Apply technical knowledge to address a broad range of issues to ensure adherence to and compliance with established company policies and procedures, as well as applicable Regulatory requirements by working together with one or more of the following areas: manufacturing, testing, batch disposition, quality systems (Discrepancy/Investigation, change control, CAPA), qualification-validation, and distribution of drug substances.

Maintain quality management system-associated documentation and all records required to coordinate the development, production, and release of the products manufactured at this facility.

Provide direct support to archival and retrieval of documentation and/or drawings to and from approved storage areas.

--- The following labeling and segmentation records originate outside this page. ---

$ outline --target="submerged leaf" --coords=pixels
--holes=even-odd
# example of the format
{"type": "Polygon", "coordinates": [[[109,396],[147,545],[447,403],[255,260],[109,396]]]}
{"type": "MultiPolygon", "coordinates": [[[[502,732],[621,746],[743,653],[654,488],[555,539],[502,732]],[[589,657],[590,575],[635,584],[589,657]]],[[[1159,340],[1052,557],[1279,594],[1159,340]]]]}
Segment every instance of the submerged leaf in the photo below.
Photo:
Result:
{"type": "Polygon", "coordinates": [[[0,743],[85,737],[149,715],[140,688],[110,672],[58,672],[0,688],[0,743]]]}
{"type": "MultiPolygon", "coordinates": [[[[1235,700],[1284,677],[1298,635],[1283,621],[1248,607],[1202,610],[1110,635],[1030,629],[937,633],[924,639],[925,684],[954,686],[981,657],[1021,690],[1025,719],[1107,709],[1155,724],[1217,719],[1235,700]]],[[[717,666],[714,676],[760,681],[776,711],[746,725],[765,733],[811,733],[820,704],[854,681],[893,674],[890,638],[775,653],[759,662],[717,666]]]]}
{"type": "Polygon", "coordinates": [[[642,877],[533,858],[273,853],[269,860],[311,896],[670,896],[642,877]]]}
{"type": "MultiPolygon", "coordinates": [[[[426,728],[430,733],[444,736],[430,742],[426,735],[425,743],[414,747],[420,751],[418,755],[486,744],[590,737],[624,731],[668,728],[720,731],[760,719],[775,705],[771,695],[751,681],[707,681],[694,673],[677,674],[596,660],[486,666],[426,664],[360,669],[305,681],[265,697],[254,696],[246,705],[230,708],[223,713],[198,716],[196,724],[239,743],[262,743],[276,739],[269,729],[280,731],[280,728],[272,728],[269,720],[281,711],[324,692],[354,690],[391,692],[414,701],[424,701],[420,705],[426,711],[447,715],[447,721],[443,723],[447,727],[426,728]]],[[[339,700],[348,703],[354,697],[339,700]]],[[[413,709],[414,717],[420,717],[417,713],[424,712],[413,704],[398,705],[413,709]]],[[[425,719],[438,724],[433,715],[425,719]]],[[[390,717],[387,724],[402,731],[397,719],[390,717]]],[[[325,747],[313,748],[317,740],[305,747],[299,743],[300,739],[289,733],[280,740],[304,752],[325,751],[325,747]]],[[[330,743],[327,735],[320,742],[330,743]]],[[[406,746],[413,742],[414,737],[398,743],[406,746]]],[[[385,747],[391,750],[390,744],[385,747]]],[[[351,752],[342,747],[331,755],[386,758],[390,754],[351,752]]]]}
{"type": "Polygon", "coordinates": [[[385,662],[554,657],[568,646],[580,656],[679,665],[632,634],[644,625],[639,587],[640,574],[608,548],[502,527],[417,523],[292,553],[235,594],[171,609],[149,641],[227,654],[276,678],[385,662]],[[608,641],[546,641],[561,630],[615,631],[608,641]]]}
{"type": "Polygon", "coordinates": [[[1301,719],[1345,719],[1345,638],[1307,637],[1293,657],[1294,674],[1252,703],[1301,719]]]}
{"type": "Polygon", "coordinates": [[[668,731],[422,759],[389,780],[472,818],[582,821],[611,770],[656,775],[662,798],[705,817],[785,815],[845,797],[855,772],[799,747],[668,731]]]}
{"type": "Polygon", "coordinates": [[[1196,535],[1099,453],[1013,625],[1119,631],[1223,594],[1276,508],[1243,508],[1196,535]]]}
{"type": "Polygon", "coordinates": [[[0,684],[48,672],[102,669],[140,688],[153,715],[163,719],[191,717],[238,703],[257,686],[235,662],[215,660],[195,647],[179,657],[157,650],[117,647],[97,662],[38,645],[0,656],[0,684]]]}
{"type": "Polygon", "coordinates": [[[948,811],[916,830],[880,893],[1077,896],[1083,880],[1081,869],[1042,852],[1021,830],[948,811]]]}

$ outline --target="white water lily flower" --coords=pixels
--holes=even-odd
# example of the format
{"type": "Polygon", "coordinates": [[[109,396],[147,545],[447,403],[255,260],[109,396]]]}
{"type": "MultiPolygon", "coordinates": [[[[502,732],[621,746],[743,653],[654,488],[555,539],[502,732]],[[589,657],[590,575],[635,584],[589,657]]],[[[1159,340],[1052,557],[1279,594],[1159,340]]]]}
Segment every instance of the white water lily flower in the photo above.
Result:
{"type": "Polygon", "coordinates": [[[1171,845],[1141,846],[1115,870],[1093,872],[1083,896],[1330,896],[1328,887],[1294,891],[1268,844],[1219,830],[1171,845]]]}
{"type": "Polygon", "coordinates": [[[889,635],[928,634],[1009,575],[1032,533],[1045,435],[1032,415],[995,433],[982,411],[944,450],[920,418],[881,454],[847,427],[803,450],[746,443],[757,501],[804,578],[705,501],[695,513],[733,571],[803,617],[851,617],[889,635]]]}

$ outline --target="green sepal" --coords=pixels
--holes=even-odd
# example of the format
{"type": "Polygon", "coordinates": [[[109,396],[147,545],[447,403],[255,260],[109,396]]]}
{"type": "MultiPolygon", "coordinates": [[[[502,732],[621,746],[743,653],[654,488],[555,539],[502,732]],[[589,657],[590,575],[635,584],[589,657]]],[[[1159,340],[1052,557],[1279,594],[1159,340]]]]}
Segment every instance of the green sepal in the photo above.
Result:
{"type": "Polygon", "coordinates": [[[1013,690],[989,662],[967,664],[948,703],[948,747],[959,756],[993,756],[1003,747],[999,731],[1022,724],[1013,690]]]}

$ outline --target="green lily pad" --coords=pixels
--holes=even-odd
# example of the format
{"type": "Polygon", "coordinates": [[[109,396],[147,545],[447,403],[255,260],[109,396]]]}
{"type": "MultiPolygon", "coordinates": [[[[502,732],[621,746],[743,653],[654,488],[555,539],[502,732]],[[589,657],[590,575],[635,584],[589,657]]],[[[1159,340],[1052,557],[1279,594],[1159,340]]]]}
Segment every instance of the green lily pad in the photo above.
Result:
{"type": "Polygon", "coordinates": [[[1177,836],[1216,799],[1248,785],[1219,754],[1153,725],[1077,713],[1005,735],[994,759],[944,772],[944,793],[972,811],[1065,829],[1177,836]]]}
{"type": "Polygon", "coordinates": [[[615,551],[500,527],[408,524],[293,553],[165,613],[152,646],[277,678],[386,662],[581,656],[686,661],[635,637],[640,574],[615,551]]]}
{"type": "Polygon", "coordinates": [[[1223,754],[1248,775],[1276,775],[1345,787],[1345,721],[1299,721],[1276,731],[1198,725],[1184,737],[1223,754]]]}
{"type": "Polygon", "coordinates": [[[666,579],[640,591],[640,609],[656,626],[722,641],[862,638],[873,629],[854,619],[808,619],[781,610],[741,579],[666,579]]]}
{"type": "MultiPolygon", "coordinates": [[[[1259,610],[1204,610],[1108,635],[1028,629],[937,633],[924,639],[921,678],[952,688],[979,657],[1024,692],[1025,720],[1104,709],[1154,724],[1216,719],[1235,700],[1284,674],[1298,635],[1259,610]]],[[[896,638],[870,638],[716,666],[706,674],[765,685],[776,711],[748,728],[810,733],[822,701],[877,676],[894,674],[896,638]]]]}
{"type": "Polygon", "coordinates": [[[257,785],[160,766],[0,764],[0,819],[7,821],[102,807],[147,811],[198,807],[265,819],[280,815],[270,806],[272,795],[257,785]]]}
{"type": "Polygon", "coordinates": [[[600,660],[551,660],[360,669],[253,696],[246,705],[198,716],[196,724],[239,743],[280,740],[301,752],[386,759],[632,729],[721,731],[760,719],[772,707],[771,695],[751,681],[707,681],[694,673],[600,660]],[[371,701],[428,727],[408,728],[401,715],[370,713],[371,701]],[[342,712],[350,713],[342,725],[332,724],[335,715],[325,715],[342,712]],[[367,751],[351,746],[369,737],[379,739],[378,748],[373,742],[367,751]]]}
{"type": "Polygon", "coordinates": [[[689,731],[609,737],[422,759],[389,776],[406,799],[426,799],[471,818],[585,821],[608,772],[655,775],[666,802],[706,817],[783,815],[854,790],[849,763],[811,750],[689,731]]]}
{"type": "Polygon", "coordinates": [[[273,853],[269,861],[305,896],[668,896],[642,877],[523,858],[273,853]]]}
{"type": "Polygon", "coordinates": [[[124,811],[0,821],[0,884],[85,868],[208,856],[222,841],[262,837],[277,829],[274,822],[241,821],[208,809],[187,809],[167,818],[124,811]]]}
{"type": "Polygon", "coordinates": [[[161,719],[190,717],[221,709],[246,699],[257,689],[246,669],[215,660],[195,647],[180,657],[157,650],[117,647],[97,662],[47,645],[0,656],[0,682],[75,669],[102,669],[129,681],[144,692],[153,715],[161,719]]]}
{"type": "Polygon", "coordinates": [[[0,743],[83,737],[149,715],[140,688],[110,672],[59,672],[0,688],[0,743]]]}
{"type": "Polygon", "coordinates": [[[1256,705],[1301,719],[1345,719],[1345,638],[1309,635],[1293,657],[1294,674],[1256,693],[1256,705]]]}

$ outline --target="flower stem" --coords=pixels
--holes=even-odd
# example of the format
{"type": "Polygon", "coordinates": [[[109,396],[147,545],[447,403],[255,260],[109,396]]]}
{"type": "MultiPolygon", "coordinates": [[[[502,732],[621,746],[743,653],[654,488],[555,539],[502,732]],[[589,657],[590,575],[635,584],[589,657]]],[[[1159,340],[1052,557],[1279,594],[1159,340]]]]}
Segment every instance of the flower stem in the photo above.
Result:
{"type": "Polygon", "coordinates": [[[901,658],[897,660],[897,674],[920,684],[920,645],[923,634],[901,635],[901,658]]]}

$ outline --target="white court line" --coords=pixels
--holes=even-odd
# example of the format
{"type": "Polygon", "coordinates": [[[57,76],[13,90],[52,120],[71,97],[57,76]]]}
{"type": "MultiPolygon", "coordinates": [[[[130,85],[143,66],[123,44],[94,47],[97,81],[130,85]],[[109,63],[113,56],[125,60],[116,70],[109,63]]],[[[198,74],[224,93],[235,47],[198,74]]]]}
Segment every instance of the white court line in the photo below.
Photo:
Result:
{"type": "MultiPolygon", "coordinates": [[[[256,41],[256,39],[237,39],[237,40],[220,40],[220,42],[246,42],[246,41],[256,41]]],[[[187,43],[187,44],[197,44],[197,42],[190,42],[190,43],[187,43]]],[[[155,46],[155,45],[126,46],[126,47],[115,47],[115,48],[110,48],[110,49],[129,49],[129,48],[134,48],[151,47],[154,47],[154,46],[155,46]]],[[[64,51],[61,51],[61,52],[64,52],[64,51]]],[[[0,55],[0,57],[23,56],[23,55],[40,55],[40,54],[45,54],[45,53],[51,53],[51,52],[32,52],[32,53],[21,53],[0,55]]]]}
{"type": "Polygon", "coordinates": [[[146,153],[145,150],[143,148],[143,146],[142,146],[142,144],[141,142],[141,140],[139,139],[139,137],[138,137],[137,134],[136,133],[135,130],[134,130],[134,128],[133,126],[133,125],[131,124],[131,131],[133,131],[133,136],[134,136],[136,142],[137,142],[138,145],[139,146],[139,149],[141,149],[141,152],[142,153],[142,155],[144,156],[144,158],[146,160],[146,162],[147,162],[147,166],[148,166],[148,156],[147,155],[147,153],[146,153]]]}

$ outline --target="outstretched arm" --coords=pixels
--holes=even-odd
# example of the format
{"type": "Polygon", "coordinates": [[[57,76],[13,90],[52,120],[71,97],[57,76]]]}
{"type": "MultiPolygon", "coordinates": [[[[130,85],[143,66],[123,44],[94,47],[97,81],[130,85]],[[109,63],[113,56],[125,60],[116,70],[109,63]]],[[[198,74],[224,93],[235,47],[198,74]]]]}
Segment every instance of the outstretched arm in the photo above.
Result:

Provide support in the monitoring and analyzing of business process performance measures and inform management of potential quality or compliance issues that may affect product quality or regulatory compliance.

Ensure that the products are manufactured in compliance with the regulations and in a GMP manner by reviewing batch records and performing appropriate investigations.

Provide Quality Assurance support to resolving raw material, in-process material, bulk and final product, environmental, and system issues.

Assist in writing and revising site SOPs or other procedures as required.

Coordinate, document, and maintain the company's Quality Systems conformance to regulatory requirements and company policies where appropriate through effective utilization of the company’s Quality Systems and tools, as well as direct actions.

Troubleshoot and direct the resolution of Quality issues by encouraging effective interdepartmental and cross-functional partnerships.

Support Site Training in the development, delivery, and maintenance of Quality training programs (e.g., CAPA process, GMP, etc.).

Participate in audits and inspections performed by clients and regulatory agencies.

Assist in the implementation and/or administration of corporate Quality System tools such as TrackWise, Documentum, EDMS, etc.

Provide input to the development of personal performance goals and departmental objectives; collaborate with Management to establish and meet targets and timelines.

Participate in the design and implementation of department and cross-functional initiatives.

Maintain a state of inspection readiness.

Perform other assignments, as required.

To competently perform this job, a candidate will need the education and experience generally acquired with a BS degree in Chemistry, Biology, or a related scientific subject area; will consider an Associate's Degree (AA/AS) with two to four years of meaningful experience. Previous Pharmaceutical or cGMP experience preferred

The preferred level of proficiency could generally be acquired with a Bachelor in Chemistry, Engineering, or Life Sciences or related with 2-4 years of experience in pharmaceutical or biomanufacturing.

Equivalent combinations of education, training and relevant work experience may be considered.

Thermo Fisher Scientific Inc. (NYSE: TMO) is the world leader in serving science, with annual revenue of approximately $45 billion. Our Mission is to enable our customers to make the world healthier, cleaner and safer. Whether our customers are accelerating life sciences research, solving complex analytical challenges, increasing productivity in their laboratories, improving patient health through diagnostics or the development and manufacture of life-changing therapies, we are here to support them. Our global team of more than 110,000 colleagues delivers an unrivaled combination of innovative technologies, purchasing convenience and pharmaceutical services through our industry-leading brands, including Thermo Scientific, Applied Biosystems, Invitrogen, Fisher Scientific, Unity Lab Services, Patheon and PPD. For more information, please visit www.thermofisher.com.

Thermo Fisher Scientific is an EEO/Affirmative Action Employer and does not discriminate on the basis of race, color, religion, sex, sexual orientation, gender identity, national origin, protected veteran status, disability or any other legally protected status.